Every year, I hear this question raised from parishioners and colleagues alike. Christmas seems to start earlier and earlier each year. This year, I was shocked to see Christmas trees for sale the day after Halloween. In a world where we hear Christmas music in November (or earlier!), why can’t the Church follow suit?
One could argue that the liturgical calendar requires holding off on Christmas music until the season of Advent concludes on Christmas Eve. However, I am well aware that many worshipers want the opportunity to sing Christmas carols throughout December.
Part of the problem is how the Church calendar is constructed. The Christmas season is short–only 12 days–and this year, only one of those 12 days is a Sunday (December 31). When the New Year rolls around, we breeze through Epiphany (January 6), and Sunday, January 7, is already the Baptism of Christ. No more Christmas music!

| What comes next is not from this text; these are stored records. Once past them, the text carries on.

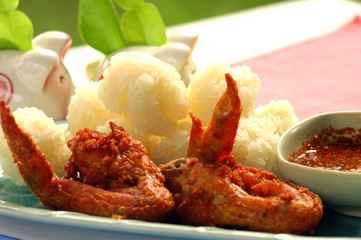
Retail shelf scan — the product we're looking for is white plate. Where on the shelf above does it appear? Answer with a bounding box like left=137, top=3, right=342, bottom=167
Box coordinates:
left=0, top=0, right=361, bottom=240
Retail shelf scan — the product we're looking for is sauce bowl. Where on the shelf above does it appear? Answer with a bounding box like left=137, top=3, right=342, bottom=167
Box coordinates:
left=277, top=111, right=361, bottom=217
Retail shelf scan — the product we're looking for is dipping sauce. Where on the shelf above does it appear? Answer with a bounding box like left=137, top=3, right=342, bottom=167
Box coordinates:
left=288, top=127, right=361, bottom=173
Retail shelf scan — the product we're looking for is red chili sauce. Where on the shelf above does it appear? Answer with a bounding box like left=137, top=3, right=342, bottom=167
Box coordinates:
left=289, top=127, right=361, bottom=173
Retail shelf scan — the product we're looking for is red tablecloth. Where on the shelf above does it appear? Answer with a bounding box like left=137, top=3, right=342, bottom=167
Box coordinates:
left=233, top=16, right=361, bottom=120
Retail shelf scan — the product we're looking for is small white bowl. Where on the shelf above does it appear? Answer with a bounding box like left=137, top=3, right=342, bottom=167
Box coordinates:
left=277, top=111, right=361, bottom=217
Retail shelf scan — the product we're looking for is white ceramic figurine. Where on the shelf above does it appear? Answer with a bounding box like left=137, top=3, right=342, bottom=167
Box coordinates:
left=0, top=31, right=75, bottom=120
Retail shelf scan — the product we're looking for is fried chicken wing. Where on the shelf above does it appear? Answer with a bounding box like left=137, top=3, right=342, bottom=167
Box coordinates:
left=160, top=74, right=323, bottom=233
left=0, top=101, right=174, bottom=221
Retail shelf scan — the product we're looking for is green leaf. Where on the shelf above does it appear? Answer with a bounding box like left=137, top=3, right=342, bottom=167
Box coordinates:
left=120, top=3, right=167, bottom=46
left=115, top=0, right=144, bottom=11
left=0, top=11, right=33, bottom=51
left=0, top=0, right=19, bottom=13
left=78, top=0, right=125, bottom=55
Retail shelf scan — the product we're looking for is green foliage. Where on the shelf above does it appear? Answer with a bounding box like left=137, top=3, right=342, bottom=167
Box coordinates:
left=0, top=0, right=33, bottom=51
left=78, top=0, right=167, bottom=55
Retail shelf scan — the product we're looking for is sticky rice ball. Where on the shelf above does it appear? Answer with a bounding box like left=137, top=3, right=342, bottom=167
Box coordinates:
left=67, top=82, right=115, bottom=136
left=232, top=100, right=298, bottom=174
left=143, top=119, right=192, bottom=165
left=98, top=52, right=187, bottom=136
left=187, top=62, right=260, bottom=125
left=0, top=107, right=72, bottom=186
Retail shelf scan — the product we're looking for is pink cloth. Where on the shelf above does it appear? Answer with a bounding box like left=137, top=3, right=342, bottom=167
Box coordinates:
left=233, top=17, right=361, bottom=120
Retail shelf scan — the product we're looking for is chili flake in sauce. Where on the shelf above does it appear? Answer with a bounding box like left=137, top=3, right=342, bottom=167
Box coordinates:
left=289, top=127, right=361, bottom=173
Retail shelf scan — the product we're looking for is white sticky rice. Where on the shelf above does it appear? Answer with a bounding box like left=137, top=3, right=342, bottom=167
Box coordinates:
left=68, top=52, right=298, bottom=172
left=0, top=52, right=298, bottom=184
left=0, top=107, right=72, bottom=186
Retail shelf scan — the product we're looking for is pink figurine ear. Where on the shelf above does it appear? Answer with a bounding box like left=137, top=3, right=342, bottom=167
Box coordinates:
left=16, top=49, right=59, bottom=93
left=33, top=31, right=72, bottom=60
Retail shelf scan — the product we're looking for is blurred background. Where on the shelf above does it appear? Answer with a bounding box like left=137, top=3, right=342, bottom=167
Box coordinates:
left=18, top=0, right=290, bottom=46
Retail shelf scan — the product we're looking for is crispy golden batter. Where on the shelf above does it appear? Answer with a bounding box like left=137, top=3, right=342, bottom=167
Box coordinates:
left=0, top=101, right=174, bottom=221
left=160, top=74, right=323, bottom=233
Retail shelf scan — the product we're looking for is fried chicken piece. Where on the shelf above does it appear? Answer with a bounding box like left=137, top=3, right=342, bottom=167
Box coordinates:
left=0, top=101, right=174, bottom=221
left=160, top=74, right=323, bottom=233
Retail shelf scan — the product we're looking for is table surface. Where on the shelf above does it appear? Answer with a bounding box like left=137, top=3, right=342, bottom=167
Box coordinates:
left=0, top=0, right=361, bottom=239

So is it wrong to sing about Christ’s birth before Christmas? Not necessarily. But in doing so, we miss the meaning of Advent. Advent is a season of preparation, of watching, of waiting, and of longing. For Episcopalians, we are lucky that we have a wealth of good Advent hymns. Hymns such as “Come, O Long Expected Jesus” and “O Come, O Come, Emmanuel” express the Advent themes well. So this December, I invite you to watch, to wait, and to fully embrace Advent and the music of this season. In doing so, the Christmas season is made even more special.